The IASB believes that including this information directly in the notes to the financial statements will make it possible to provide MPMs to the appropriate level of analysis and to therefore meet the expectations of investors, given that the disclosures will be subject to audit.  

(4) Targeted improvements for the statement of cash flows

In the case of the statement of cash flows, the IASB chose to focus on targeted improvements and propose only the following significant changes:

  • Cash flows from operating activities – mandating the use of the ‘operating profit or loss’ subtotal as a single starting point for entities using the indirect method of reporting cash flows from operating activities; 
  • Cash flows from integral and non-integral investments in associates and joint ventures – mandating the separate presentation of cash flows from equity-accounted investments within cash flows from investment activities, in line with the distinction between integral and non-integral investments applied in the statement of profit or loss; and 
  • Classification of interest and dividends – removing the choices previously available to for the classification of cash flows in respect of interest and dividends received and paid.
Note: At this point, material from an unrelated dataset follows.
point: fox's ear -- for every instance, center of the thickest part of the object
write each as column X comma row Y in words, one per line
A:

The proposals mandate entities, which are not financial institutions, to present interest and dividends paid in the financing category, and interest and dividends received in the investing category. Financial institutions will have a choice depending upon classification within of the related income and expenses within the statement of profit or loss.

Additionally, it should be noted that the definitions of operating, investing and financing activities used in the statement of cash flows have not been aligned with those proposed for the operating, investing and financing categories in statement of profit or loss.